The words "God said" appear ten times in the creation account. In this way the creation narrative anticipates the Ten Commandments. This makes us realize that these Ten Commandments are, as it were, an echo of the Creation; they are not arbitrary inventions for the purpose of erecting barriers to human freedom but signs pointing to the spirit, the language and meaning of creation; they are a translation of the language of the universe, a translation of God's logic, which constructed the universe.
Furthermore, as everything Catholic is, by its very nature, Christocentric, then Christ in the Incarnation is the translation par-excellence. In Christ, the Word, we have the divine language of love in human language and in human flesh. Jesus said "He who has seen me has seen the Father; how can you say, ‘Show us the Father’?" (John 14:9). Here we have see what every translation ought to aspire to be: not only a honest reflection of the source document, but such a true (and in Christ's case, living) reflection of the source; to be consubstantial with the source. In other word, a translation should not merely be a means or a pale image of the original, but rather a translation should be so faithful to the source that it becomes, as it were, one and the same with the source. As Jesus, the Divine Translation, said, "I and the Father are one.” (John 10:30)

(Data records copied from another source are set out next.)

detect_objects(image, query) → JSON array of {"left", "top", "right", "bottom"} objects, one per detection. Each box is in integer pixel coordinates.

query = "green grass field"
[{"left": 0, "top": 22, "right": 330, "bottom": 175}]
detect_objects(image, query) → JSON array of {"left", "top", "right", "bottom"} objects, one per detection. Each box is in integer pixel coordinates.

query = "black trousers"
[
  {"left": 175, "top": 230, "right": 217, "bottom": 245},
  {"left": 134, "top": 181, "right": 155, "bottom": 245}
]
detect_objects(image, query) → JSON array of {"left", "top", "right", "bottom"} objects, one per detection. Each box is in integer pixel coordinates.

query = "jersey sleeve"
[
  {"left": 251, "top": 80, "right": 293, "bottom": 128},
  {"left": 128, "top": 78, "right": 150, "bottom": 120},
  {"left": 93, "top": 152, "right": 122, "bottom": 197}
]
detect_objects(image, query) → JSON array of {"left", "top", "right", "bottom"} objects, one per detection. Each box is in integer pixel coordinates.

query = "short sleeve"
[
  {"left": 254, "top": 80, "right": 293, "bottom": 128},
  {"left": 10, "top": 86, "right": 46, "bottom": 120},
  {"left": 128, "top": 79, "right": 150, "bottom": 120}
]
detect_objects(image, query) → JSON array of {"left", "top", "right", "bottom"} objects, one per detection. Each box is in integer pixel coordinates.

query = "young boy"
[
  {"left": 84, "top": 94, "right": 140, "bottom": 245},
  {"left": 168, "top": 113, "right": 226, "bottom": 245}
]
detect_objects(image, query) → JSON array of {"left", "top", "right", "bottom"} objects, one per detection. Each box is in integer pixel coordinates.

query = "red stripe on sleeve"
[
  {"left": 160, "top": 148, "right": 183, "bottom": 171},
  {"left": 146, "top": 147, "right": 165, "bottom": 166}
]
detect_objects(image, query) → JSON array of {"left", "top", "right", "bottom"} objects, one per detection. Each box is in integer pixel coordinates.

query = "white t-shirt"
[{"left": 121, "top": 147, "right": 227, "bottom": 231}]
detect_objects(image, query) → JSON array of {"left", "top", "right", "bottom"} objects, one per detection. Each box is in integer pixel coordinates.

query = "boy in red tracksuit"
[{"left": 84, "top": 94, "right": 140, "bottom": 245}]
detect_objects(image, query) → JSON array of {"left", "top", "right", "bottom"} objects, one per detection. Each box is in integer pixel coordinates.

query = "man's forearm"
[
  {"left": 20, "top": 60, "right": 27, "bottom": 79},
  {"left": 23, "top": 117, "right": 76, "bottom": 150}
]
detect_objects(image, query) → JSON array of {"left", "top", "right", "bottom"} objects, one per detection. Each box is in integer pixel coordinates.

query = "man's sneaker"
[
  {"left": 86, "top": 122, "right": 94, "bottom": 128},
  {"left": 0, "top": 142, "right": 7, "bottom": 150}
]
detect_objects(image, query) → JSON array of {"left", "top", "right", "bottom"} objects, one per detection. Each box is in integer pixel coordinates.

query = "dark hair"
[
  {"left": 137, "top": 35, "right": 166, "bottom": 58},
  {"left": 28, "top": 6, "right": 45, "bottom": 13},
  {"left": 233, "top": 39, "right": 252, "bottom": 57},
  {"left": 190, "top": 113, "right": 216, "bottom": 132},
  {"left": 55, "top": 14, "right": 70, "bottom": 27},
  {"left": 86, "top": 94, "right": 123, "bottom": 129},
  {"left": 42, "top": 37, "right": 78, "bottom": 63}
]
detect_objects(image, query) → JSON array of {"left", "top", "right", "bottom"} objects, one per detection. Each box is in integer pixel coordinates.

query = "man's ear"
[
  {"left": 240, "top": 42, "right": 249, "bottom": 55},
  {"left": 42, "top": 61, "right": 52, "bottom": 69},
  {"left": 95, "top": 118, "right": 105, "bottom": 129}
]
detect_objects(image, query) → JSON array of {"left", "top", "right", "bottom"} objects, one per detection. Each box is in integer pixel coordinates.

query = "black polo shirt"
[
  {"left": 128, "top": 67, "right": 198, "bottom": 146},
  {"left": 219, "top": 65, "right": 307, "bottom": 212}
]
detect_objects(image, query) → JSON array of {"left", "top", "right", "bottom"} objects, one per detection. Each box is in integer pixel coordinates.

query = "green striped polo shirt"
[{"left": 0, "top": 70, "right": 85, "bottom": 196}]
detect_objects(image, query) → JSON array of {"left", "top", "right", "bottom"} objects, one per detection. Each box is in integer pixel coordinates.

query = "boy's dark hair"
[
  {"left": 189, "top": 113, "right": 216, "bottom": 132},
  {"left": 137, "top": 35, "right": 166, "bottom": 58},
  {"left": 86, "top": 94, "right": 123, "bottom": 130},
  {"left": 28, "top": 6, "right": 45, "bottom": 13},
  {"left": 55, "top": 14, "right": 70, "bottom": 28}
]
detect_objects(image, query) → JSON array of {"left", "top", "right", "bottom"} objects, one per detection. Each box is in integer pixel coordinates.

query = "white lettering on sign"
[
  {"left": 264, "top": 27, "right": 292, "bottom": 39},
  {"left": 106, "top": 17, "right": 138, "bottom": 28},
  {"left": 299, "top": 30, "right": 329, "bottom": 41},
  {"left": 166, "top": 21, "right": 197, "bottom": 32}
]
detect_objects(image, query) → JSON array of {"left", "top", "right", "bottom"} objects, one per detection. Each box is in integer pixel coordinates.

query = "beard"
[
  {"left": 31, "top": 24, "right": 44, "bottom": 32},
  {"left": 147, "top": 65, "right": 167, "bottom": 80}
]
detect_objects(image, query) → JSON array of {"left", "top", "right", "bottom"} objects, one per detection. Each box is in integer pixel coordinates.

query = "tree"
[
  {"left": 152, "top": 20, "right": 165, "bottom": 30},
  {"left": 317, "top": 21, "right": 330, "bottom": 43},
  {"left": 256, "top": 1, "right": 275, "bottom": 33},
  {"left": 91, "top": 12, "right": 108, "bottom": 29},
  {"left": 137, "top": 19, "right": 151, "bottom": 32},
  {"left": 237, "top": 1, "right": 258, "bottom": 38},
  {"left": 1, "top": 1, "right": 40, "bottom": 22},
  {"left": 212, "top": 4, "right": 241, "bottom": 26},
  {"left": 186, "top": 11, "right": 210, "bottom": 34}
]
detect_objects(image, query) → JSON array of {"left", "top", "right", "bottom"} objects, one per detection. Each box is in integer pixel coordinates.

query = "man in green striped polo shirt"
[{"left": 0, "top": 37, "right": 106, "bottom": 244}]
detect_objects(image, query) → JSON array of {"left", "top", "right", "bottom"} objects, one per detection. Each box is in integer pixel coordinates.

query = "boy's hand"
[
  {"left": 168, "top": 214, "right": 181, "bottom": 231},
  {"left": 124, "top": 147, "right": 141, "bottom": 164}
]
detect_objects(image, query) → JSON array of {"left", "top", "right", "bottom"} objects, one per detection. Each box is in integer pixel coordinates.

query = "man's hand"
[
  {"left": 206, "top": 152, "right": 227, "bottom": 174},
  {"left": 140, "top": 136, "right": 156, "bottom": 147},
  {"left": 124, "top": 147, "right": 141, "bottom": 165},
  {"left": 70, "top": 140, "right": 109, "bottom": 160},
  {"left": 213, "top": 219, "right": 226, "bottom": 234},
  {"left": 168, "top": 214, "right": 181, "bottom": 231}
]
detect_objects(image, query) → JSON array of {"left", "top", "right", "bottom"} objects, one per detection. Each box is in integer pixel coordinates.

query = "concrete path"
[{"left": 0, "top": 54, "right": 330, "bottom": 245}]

To me, as a translator, this gives a very high value to the art of translation; indeed, it exalt the work we translators (and interpreters) undertake for it is a collaboration in the work of God. We translators (and interpreters), swear an oath to be true and faithful to the source. In this we are echoing "Jesus Christ the faithful witness" (Revelation 1:5). Hence in undertaking this work of translation, we ought to not only convey meaning from one language to another, but also, more importantly, communicate God's love to our fellow human beings. Indeed, is it not this communication of God's love our duty in every work and action?